In Track 1 you knew that probability equals the amplitude squared — $P = |\alpha|^2$. You saw it in the measurement histograms: prepare a qubit, measure it many times, watch the bars converge to the predicted values. The rule worked. But there was a hidden problem we didn't need to address yet: what exactly does "squared" mean for a complex number?
The naive answer is: just square it. $z^2 = (a + bi)^2$. Let's see what happens.
Take $z = 1 + i$. Then $z^2 = (1+i)^2 = 1 + 2i + i^2 = 1 + 2i - 1 = 2i$. The result is purely imaginary. A probability of $2i$ is meaningless — probabilities must be real numbers between 0 and 1. Squaring a complex number almost always produces another complex number. That can never represent a probability.
The problem is clear: ordinary squaring keeps the imaginary part alive. What we need is an operation that kills the imaginary part reliably — turning any complex number into a guaranteed non-negative real number. The complex conjugate is precisely that operation.
In lessons L06 and L09, you measured qubits and saw probabilities emerge from amplitudes. The rule "$P = |\alpha|^2$" was stated as a fact. Now you'll see exactly why it must be written as $\alpha \cdot \alpha^*$ rather than $\alpha^2$ — and why this choice is the only one that guarantees real, non-negative probabilities for every possible complex amplitude.
The conjugate is the mirror image — flip the imaginary part, keep the real part.
Given a complex number $z = a + bi$, its complex conjugate is written $z^*$ (pronounced "z star") and defined as:
$$z = a + bi \qquad \Longrightarrow \qquad z^* = a - bi$$
One rule: keep $a$ exactly as it is; flip the sign of $b$. That's all. The conjugate is the reflection of $z$ across the real axis on the complex plane. If $z$ sits above the axis, $z^*$ sits symmetrically below it — same horizontal distance from the origin, same vertical distance, but on the opposite side.

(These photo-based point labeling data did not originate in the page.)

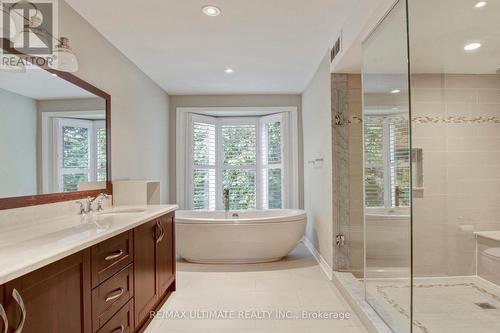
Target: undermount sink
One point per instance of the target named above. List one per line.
(119, 211)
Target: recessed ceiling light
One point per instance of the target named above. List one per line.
(211, 10)
(472, 46)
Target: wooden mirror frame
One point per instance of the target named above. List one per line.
(41, 199)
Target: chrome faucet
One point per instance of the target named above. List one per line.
(226, 199)
(86, 207)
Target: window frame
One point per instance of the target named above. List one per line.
(289, 148)
(57, 155)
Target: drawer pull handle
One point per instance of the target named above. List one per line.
(115, 255)
(118, 295)
(5, 320)
(162, 232)
(120, 329)
(17, 297)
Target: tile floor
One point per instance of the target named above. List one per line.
(441, 305)
(290, 286)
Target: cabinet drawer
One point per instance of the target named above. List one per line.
(122, 321)
(111, 256)
(110, 296)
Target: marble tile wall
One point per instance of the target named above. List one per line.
(455, 122)
(348, 170)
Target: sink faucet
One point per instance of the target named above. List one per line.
(226, 199)
(86, 207)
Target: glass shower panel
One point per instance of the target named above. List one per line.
(455, 61)
(387, 170)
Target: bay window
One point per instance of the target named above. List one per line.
(251, 156)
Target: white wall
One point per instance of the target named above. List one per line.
(231, 101)
(364, 17)
(18, 147)
(139, 107)
(317, 131)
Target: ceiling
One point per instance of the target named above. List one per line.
(41, 85)
(273, 46)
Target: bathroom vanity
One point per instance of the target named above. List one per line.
(103, 273)
(61, 272)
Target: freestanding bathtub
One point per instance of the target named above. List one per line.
(238, 236)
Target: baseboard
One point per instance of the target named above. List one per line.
(321, 261)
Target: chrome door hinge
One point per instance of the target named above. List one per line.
(340, 240)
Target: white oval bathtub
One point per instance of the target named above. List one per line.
(250, 237)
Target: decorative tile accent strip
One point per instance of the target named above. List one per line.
(456, 120)
(381, 290)
(355, 120)
(435, 120)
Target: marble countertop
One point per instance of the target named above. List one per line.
(27, 247)
(494, 235)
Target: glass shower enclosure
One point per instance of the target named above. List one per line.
(431, 133)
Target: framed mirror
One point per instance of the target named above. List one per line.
(54, 138)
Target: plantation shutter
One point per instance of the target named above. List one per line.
(100, 134)
(399, 160)
(204, 161)
(272, 161)
(374, 162)
(387, 166)
(239, 162)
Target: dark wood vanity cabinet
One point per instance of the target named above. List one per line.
(56, 298)
(154, 266)
(108, 288)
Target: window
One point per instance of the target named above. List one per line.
(243, 154)
(80, 154)
(387, 165)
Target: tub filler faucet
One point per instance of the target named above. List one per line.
(225, 194)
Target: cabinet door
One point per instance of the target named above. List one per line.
(165, 254)
(56, 297)
(145, 271)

The real axis is a horizontal mirror. The conjugate $z^*$ is the reflection of $z$ in that mirror. Both $z$ and $z^*$ have the same distance from the origin — the same magnitude $|z|$. Their angles are equal and opposite: if $z$ makes angle $\theta$ with the positive real axis, then $z^*$ makes angle $-\theta$. The conjugate never moves the point left or right — it only flips it up or down.
Three examples worth checking directly:
$z = 3 + 4i \;\Rightarrow\; z^* = 3 - 4i$. The real part stays; the $+4i$ flips to $-4i$.

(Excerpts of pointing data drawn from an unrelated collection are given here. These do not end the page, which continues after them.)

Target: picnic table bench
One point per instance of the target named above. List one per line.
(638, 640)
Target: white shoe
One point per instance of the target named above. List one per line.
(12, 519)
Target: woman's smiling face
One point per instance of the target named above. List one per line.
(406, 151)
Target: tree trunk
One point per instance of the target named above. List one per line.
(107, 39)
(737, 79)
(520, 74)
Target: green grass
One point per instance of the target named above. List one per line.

$z = -2 + 0i \;\Rightarrow\; z^* = -2 - 0i = -2$. A real number is its own conjugate — flipping $0$ does nothing.
$z = i \;\Rightarrow\; z^* = -i$. Pure imaginary numbers flip sign entirely.

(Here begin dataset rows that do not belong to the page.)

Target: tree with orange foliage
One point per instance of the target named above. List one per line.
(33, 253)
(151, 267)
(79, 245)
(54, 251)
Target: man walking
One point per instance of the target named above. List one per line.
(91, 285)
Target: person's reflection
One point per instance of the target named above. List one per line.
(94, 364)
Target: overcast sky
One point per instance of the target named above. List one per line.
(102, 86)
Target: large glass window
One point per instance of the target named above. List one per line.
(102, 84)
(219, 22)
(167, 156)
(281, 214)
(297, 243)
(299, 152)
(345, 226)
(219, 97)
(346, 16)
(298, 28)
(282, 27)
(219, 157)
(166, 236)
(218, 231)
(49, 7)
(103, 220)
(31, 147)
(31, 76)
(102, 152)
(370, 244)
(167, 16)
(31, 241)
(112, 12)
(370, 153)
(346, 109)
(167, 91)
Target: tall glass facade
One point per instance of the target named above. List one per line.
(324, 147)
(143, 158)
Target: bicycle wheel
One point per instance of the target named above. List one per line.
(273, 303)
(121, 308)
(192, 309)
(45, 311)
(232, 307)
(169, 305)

Multiply $z$ by $z^*$ and watch the imaginary parts vanish — leaving only $a^2 + b^2$.
Why $z^2$ is not useful
First, let's see the failure mode in full algebra. Take $z = a + bi$:
$$z^2 = (a + bi)^2 = a^2 + 2abi + (bi)^2 = a^2 + 2abi + b^2 i^2$$
Since $i^2 = -1$:
$$z^2 = a^2 - b^2 + 2abi$$
The result has real part $(a^2 - b^2)$ and imaginary part $2ab$. The imaginary part survives. This is a complex number — not usable as a probability.
Computing $z \cdot z^*$ step by step
Now multiply $z = a + bi$ by its conjugate $z^* = a - bi$:
$$z \cdot z^* = (a + bi)(a - bi)$$
Multiply each term in the first factor by each term in the second:
$$= a \cdot a + a \cdot (-bi) + bi \cdot a + bi \cdot (-bi)$$
$$= a^2 - abi + abi - b^2 i^2$$
Notice: $-abi + abi = 0$. The two cross terms are exactly opposite. They cancel completely, regardless of the values of $a$ and $b$. This is why conjugate multiplication works — the cross terms are guaranteed to cancel because one is the negative of the other.
$$= a^2 - b^2 i^2$$
$$= a^2 - b^2(-1) = a^2 + b^2$$
$$\boxed{z \cdot z^* = a^2 + b^2 = |z|^2}$$
Since $a^2 \geq 0$ and $b^2 \geq 0$ for all real $a, b$, the result $a^2 + b^2$ is always a real number and always greater than or equal to zero. It equals zero only when $a = 0$ and $b = 0$ simultaneously — i.e., only when $z = 0$ itself.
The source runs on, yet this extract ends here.